9 Common Nutrient Deficiencies in Vegan Diets
Published: December 2021
It is common knowledge that fruit, vegetables and other plant-based foods are good for us. Omnivores (people who eat meat and plants) are often told to include more of these plant-based foods in their diet for good health. On the other end of the spectrum are vegans who not only go meatless but exclude foods of animal origin completely. While there are plenty of health benefits to being plant-based, there are some nutrients that are abundant in foods of animal origin that vegans may be lacking.
It is possible to avoid nutrient deficiencies while enjoying the benefits that plant-based diets offer us, but just like other diets that restrict certain foods or exclude food groups entirely, it takes some planning to make sure you are meeting your needs and avoiding common nutritional deficiencies.
What are plant-based diets?
Plant-based diets emphasize getting nutrition from fruits, vegetables, whole grains, nuts, and seeds as primary sources. There are different types of plant-based diets, including varying types of vegan and vegetarian diets. All of the diets listed below, with the exception of the flexitarian diet, exclude meat and poultry from the eating pattern.

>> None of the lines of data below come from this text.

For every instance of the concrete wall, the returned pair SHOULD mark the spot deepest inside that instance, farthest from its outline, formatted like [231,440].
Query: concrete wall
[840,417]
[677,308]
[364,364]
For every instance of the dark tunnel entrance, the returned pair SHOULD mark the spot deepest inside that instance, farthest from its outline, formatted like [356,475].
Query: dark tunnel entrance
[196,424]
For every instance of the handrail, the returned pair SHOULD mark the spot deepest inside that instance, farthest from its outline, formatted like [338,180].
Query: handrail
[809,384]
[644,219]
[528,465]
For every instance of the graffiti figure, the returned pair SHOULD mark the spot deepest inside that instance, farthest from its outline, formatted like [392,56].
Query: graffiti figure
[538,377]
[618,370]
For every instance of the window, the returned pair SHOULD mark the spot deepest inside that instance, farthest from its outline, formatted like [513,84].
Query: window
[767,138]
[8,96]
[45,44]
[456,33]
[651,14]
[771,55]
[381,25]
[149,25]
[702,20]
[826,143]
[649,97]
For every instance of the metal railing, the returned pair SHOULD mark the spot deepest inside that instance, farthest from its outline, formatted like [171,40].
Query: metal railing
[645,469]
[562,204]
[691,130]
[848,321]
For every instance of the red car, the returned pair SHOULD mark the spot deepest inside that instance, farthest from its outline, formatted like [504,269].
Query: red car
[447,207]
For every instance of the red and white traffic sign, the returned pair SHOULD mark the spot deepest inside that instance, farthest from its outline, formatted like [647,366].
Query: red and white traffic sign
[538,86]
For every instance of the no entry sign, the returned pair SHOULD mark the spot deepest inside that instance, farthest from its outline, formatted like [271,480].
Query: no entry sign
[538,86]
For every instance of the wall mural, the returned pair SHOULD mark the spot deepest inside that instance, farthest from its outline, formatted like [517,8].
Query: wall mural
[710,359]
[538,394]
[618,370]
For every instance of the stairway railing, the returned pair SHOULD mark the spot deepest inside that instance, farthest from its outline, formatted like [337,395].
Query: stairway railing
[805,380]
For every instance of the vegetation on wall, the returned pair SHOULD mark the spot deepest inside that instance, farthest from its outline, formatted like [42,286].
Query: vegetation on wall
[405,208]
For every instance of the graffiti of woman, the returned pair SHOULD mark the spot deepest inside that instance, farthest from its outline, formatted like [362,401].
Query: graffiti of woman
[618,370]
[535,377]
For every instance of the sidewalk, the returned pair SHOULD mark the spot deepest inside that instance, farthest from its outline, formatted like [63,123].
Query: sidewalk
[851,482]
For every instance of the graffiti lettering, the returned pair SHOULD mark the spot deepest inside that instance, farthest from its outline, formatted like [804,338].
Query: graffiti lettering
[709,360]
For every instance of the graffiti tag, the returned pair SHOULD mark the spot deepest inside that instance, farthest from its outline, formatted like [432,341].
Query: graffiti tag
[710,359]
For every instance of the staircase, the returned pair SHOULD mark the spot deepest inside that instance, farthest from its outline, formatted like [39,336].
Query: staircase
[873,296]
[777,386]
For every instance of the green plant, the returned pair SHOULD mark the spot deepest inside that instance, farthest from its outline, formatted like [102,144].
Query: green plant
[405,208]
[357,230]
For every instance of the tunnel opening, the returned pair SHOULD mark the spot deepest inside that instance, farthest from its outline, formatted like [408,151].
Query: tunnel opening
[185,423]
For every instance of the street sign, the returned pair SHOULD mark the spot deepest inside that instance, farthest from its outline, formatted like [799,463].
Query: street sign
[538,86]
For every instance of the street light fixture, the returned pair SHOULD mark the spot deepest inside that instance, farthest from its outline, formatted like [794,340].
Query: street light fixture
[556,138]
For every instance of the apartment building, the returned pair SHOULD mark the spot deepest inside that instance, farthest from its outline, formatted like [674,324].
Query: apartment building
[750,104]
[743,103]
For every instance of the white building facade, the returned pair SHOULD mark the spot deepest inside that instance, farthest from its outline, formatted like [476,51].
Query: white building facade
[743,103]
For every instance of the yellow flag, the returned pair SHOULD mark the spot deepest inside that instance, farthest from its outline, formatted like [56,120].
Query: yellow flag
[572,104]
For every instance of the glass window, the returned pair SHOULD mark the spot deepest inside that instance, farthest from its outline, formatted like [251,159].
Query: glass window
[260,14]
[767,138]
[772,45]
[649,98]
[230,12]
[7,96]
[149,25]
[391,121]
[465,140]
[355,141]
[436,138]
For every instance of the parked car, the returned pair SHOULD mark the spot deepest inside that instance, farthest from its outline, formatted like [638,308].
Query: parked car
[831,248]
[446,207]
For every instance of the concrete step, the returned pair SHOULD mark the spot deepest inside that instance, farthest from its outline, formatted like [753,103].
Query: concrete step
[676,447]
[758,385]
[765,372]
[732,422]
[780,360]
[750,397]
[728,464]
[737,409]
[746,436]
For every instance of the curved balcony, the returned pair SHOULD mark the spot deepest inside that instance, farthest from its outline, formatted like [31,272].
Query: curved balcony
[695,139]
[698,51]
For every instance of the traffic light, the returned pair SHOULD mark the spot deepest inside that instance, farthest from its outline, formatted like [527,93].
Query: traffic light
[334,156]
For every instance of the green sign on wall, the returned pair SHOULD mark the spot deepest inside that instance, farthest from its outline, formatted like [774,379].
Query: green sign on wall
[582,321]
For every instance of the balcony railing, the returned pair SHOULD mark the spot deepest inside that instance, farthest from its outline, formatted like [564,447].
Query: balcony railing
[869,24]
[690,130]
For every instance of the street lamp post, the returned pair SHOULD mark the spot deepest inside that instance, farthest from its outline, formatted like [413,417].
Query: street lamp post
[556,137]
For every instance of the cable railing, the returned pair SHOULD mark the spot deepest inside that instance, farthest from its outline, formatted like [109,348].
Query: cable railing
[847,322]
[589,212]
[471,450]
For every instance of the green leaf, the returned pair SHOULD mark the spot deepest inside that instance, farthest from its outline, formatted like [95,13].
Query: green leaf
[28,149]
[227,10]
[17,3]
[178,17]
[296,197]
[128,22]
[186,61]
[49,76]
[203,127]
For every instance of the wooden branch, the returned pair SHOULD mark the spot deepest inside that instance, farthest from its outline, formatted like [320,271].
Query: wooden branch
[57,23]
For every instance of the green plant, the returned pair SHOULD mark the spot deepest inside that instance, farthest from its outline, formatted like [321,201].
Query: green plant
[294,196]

- Flexitarian – A primarily vegetarian diet that occasionally includes meat or fish
- Vegetarian – A general term, may or may not include egg or dairy products
- Pescatarian – Includes fish, seafood, eggs and dairy products
- Lacto-ovo-vegetarian – Includes eggs and dairy products
- Lacto-vegetarian – Includes dairy products, but not egg products
- Ovo-vegetarian – Includes eggs and egg products, but no dairy
- Vegan – Excludes all foods of animal origin, and may exclude honey
- Raw vegan – A diet based on vegetables, fruit, nuts and seeds, legumes and sprouted grains. The amount of uncooked food varies from 75% to 100%
Benefits of plant-based diets
Following a plant-based diet benefits your health because many plant-based foods are nutritious. Fruits and vegetables are rich in antioxidants, fiber and other healthy compounds.
People who are vegans and vegetarians are also more likely to have beneficial gut bacteria, maintain a healthy body weight, and are more likely to maintain optimal heart health.
Which nutrients may be lacking in vegan diets?
1. Protein and amino acids
Those beans and tofu just might not cut it to fulfill all your protein needs. That’s because when it comes to protein, it’s not just about quantity (which is typically measured in grams); it’s also about quality. Protein is made of amino acids, commonly referred to as the building blocks of protein, and the amino acid profile of a given protein-containing food will vary.
When it comes to amino acids, some are considered essential, non-essential and conditionally essential. The essential amino acids cannot be made by the body, so we need to get these from food. If a protein-containing food does not contain all of the essential amino acids, it’s not considered to be a “complete” protein source. Vegan diet amino acid deficiencies are actually more common than protein deficiencies. Leucine, lysine, and sulfur-containing amino acids are the ones that vegans may be lacking.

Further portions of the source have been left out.